October 31, 2014


Evaluating a partner to enable a seamless EMV migration

Europay, MasterCard and Visa (EMV) technology (which employs the use of chip and PIN based cards) has been in existence since 1992[i], and has now become the global standard in many countries around the world including Europe, Canada, and Asia. In fact, more than 84 percent of the cards issued in Western Europe are chip and PIN[ii]. The USA, however, remains the last G20 country to continue using the traditional magnetic stripe card system, which is far more vulnerable to fraud. This is set to change with all major U.S. credit card issuers setting October 1, 2015 as the deadline for American financial institutions and merchants to comply with EMV standards.

The U.S. has lagged behind in terms of EMV adoption partly because it has one of the largest and most complex markets in the world and the costs involved in meeting EMV requirements are considerably high. But what is also high is the cost of U.S. payment card fraud, which grew by 29 percent to $7.1 billion in 2013[iii]. In comparison, other countries that have adopted EMV standards have seen significant benefits – in the U.K., fraud decreased 69 percent over 5 years after EMV conversion. In Brazil, counterfeit fraud decreased 80 percent; in Malaysia, fraud declined by 84 percent[iv].

The penalty for non-EMV adoption after October 2015 is set to compound with the introduction of the ‘liability shift’ – when there is an incidence of card fraud, the party that has the lesser technology will have to bear the costs. While there is a possibility that a hard deadline such as this one may always be revised to accommodate a more efficient shift, U.S. financial services organizations and merchants should use this time effectively to prepare for these new changes and arm themselves against fraudsters and the loss of reputation. The nation is already facing setbacks because of its non-EMV adoption in the form of global interoperability problems: U.S. magnetic stripe cards are increasingly becoming obsolete outside its borders and many U.S. travelers have encountered cards being declined in European countries. At HCL, we recently helped a financial services organization successfully adopt EMV technology and one of the driving factors behind this move was revenue losses – end-customers were relying more on cash and other modes of payment like traveler cards for their overseas transactions.

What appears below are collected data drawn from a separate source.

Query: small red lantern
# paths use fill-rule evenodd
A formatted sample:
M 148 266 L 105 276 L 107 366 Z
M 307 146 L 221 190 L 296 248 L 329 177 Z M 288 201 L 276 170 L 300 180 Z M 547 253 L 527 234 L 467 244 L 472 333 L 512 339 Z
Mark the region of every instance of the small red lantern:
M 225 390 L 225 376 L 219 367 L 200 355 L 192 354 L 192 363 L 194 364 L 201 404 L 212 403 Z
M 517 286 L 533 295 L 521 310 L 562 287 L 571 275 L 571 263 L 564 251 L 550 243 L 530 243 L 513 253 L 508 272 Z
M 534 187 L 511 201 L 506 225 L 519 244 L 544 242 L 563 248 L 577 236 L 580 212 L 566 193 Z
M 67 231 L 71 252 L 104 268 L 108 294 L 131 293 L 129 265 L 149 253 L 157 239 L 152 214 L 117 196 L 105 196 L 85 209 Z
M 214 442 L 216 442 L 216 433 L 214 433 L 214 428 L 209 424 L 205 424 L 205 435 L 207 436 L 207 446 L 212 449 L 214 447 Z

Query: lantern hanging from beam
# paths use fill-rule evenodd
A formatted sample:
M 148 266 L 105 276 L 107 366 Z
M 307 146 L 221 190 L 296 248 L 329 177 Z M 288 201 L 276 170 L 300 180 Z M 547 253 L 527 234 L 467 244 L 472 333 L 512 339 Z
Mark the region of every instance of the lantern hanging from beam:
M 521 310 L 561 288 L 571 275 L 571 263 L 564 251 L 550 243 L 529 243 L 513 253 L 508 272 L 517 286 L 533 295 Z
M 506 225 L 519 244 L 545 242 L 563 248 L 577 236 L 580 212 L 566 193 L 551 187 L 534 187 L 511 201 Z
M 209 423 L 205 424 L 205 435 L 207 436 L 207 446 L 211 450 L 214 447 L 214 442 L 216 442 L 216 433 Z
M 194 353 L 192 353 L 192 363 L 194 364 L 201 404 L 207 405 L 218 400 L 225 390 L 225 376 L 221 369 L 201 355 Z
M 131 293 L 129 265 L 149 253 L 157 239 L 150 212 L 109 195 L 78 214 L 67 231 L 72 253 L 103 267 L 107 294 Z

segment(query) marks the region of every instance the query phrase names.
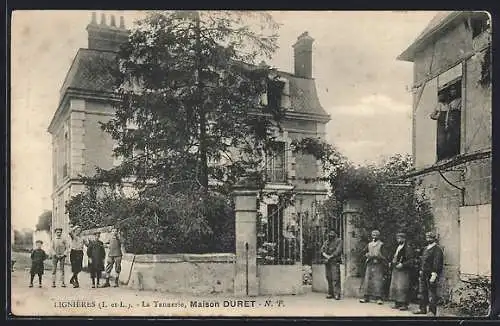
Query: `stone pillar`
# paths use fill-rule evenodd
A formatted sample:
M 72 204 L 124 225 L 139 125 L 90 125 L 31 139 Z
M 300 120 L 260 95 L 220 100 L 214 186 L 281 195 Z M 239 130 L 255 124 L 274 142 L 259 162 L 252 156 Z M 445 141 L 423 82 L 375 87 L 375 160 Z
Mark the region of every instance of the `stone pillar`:
M 342 208 L 342 222 L 344 223 L 344 286 L 342 288 L 344 296 L 358 297 L 360 271 L 353 256 L 353 251 L 358 245 L 358 231 L 354 228 L 352 220 L 361 214 L 363 202 L 360 200 L 347 200 Z
M 234 294 L 256 296 L 257 278 L 257 191 L 238 188 L 233 193 L 235 202 L 236 262 Z

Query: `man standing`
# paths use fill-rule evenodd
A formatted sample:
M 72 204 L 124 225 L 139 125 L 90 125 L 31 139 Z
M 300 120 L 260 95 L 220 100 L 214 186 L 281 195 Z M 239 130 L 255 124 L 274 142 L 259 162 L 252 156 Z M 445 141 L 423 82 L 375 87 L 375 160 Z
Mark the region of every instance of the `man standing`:
M 326 281 L 328 282 L 327 299 L 340 300 L 340 263 L 342 262 L 342 239 L 335 231 L 328 233 L 328 239 L 321 247 L 325 259 Z
M 62 237 L 62 229 L 56 228 L 54 230 L 55 237 L 52 240 L 52 287 L 56 287 L 56 274 L 57 274 L 57 264 L 61 269 L 61 287 L 65 288 L 64 283 L 64 263 L 66 262 L 66 257 L 68 255 L 69 246 L 66 239 Z
M 427 314 L 429 311 L 436 316 L 437 314 L 437 285 L 439 276 L 443 271 L 443 249 L 436 243 L 436 234 L 427 232 L 425 234 L 427 247 L 422 253 L 420 266 L 420 309 L 414 314 Z
M 396 241 L 398 242 L 398 247 L 390 263 L 392 268 L 390 298 L 394 300 L 394 309 L 408 310 L 413 253 L 406 242 L 405 233 L 400 232 L 396 234 Z
M 384 274 L 387 267 L 387 259 L 383 255 L 384 243 L 380 241 L 380 232 L 372 231 L 372 241 L 368 244 L 365 254 L 366 270 L 364 278 L 365 293 L 361 303 L 370 302 L 371 298 L 377 300 L 378 304 L 383 304 L 384 294 Z
M 109 278 L 111 276 L 111 271 L 113 270 L 113 265 L 115 266 L 116 278 L 115 287 L 119 285 L 120 272 L 122 270 L 122 242 L 117 228 L 113 228 L 111 231 L 111 239 L 108 243 L 108 261 L 106 263 L 106 283 L 102 286 L 103 288 L 110 287 Z
M 69 235 L 71 237 L 71 251 L 69 253 L 69 260 L 71 262 L 71 272 L 73 276 L 69 282 L 73 284 L 74 288 L 80 287 L 78 282 L 78 274 L 82 271 L 83 263 L 83 246 L 86 244 L 82 237 L 82 228 L 75 226 L 71 229 Z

The time is now right to evaluate a partner who can make this journey to EMV adoption easier, cost-effective and successful. Here are the top three factors to keep in mind when evaluating the right outsourcing partner for your EMV standard adoption project:

  • Experience: Your outsourcing partner should ideally have had prior experience in rolling out a phased EMV card issuing model that is compliant with stringent regulations, and is also executed in time before the ‘liability shift’ occurs.

  • Domain and technology expertise: With EMV adoptions just beginning to take place in the U.S. market, your outsourcing partner must be able to make domain-specific recommendations, which incorporate global best-practices, to execute a successful EMV roadmap. They must also possess a talent pool of resources who can manage the project across multiple touch-points. Your partner must also possess the front-end and back-end technological know-how to execute a phased project involving integrating with several third-party tools and building a strong, secure infrastructure.

  • Project management: EMV adoption projects take place in multiple phases, and involve several groups such as consulting, implementation and maintenance teams coming together. Your outsourcing partner must ensure seamless coordination between different stakeholders and multiple vendors to ensure a holistic migration.